Below are listed other laws that are relevant to the topic under discussion:

  • The Criminal Evidence (Amendment) Act 1997 allows DNA samples, except from intimate areas, to be taken in a wide range of violent crimes, including sexual offences. The samples will be used to create a national DNA database.
  • The Sex Offenders (Secret Materials) Act 1997 restricts access to evidence from victims where the offence was sexual in nature.
  • The Protection from Harassment Act 1997 introduced the possibility of an injunction to prevent conduct that could be considered as harassment by a potential or actual sexual offender.

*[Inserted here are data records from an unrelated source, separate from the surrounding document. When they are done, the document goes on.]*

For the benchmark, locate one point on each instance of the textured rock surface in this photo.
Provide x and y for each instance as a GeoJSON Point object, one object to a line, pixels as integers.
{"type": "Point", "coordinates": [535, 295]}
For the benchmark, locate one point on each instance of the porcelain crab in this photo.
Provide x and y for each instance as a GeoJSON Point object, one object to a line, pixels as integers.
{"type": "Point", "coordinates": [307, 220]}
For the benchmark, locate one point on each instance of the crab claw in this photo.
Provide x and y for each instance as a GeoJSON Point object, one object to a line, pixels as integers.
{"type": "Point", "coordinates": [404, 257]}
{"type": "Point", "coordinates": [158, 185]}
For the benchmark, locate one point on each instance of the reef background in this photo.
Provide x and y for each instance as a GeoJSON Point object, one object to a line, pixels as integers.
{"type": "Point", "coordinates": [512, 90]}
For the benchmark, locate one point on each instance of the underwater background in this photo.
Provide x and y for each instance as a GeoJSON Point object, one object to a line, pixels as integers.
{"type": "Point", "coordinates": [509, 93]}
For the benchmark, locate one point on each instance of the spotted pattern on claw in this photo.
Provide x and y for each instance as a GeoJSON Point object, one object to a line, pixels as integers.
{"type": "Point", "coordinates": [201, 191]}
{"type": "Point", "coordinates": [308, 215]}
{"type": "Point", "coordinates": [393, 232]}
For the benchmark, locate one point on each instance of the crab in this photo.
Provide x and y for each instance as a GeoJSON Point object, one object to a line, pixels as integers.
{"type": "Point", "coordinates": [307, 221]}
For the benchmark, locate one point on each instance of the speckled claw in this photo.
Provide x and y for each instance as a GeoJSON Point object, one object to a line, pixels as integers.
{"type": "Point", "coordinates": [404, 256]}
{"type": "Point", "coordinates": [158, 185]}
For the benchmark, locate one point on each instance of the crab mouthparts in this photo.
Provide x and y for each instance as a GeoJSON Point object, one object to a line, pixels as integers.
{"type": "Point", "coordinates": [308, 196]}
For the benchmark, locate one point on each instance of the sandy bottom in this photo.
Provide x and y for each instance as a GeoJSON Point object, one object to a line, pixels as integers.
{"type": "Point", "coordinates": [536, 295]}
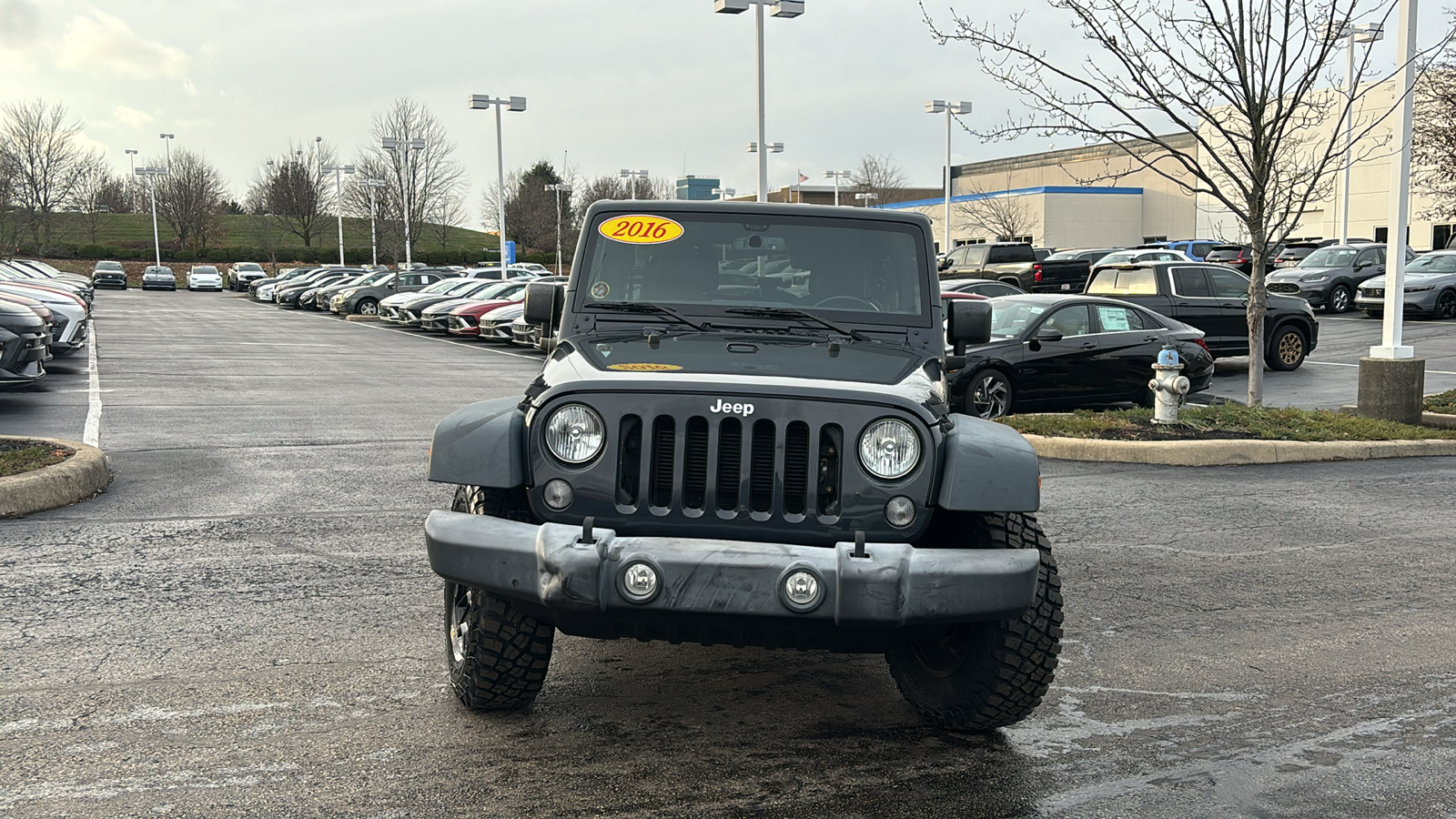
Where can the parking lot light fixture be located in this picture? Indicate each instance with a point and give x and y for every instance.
(778, 9)
(558, 188)
(404, 149)
(950, 109)
(836, 175)
(633, 177)
(373, 237)
(152, 187)
(480, 102)
(339, 198)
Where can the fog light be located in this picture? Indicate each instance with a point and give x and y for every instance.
(803, 591)
(558, 494)
(900, 511)
(640, 581)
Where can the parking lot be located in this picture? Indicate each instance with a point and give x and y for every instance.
(247, 624)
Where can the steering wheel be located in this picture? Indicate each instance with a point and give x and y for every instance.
(856, 299)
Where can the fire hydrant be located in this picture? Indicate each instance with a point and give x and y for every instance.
(1168, 387)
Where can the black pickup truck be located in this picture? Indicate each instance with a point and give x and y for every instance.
(1016, 263)
(1215, 299)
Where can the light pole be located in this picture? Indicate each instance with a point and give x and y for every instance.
(480, 102)
(836, 175)
(950, 108)
(339, 198)
(633, 177)
(558, 187)
(373, 238)
(778, 9)
(402, 147)
(152, 188)
(1361, 34)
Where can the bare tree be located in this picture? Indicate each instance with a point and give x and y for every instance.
(431, 174)
(191, 198)
(1433, 136)
(47, 164)
(1244, 79)
(1002, 216)
(878, 175)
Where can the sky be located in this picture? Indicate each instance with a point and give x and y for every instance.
(659, 85)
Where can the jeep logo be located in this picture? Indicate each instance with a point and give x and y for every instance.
(732, 409)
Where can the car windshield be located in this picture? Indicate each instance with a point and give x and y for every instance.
(1330, 257)
(715, 264)
(1445, 263)
(1011, 317)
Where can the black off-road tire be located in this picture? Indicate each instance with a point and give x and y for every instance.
(1288, 349)
(987, 675)
(497, 656)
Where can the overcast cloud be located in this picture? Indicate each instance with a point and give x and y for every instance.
(659, 85)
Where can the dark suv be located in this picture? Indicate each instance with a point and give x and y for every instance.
(725, 457)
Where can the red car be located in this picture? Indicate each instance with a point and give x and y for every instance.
(466, 319)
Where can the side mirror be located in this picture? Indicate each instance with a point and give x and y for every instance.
(541, 303)
(968, 322)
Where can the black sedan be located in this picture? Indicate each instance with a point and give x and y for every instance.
(1052, 351)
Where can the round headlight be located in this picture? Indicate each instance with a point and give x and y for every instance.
(575, 433)
(888, 450)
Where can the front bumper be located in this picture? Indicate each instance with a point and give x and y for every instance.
(727, 591)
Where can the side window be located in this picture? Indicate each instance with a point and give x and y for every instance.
(1118, 319)
(1075, 319)
(1190, 281)
(1228, 285)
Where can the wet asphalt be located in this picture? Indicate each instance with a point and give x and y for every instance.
(245, 624)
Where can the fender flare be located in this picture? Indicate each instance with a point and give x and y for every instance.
(989, 467)
(480, 445)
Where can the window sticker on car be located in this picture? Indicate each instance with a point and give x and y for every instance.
(645, 368)
(641, 229)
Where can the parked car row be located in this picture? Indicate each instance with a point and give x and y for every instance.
(44, 312)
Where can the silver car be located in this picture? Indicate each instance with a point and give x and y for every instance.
(1431, 288)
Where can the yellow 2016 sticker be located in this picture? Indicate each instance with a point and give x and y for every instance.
(645, 368)
(641, 229)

The full impact of the latest legislative changes is yet to be assessed. It is a matter of time. It will take many years to see how successful the government's efforts to protect society from sex offenders will be.

Sexual crimes from a legal perspective

Most sexual offences are punishable by indictment, with the exception of indecent exposure, which is a summary offence. Only the former are included in crime statistics and are considered reportable offences. These are anal intercourse with a man or woman (under certain conditions) or sexual intercourse with an animal (buggery), indecent assault on a male, indecency between males, rape of a female, rape of a male, indecent assault on a female, unlawful sexual intercourse with a girl under 13, unlawful sexual intercourse with a girl under 16, incest, procuring, abduction of a woman against her will with intent to marry or have unlawful sexual intercourse, bigamy and gross indecency with a child

The crimes that a psychiatrist deals with most are rape, indecent exposure, and sexual crimes against children.

Rape of men

This offence did not exist in the law until 1994. Offences of this type were classified as anal intercourse with a man (under certain conditions). The offence of rape of a man was introduced by the Criminal Justice and Public Order Act 1994. In 1997, 340 such offences were recorded by the police, although it is reasonable to assume that, as with all sexual offences, the actual figures may be considerably higher.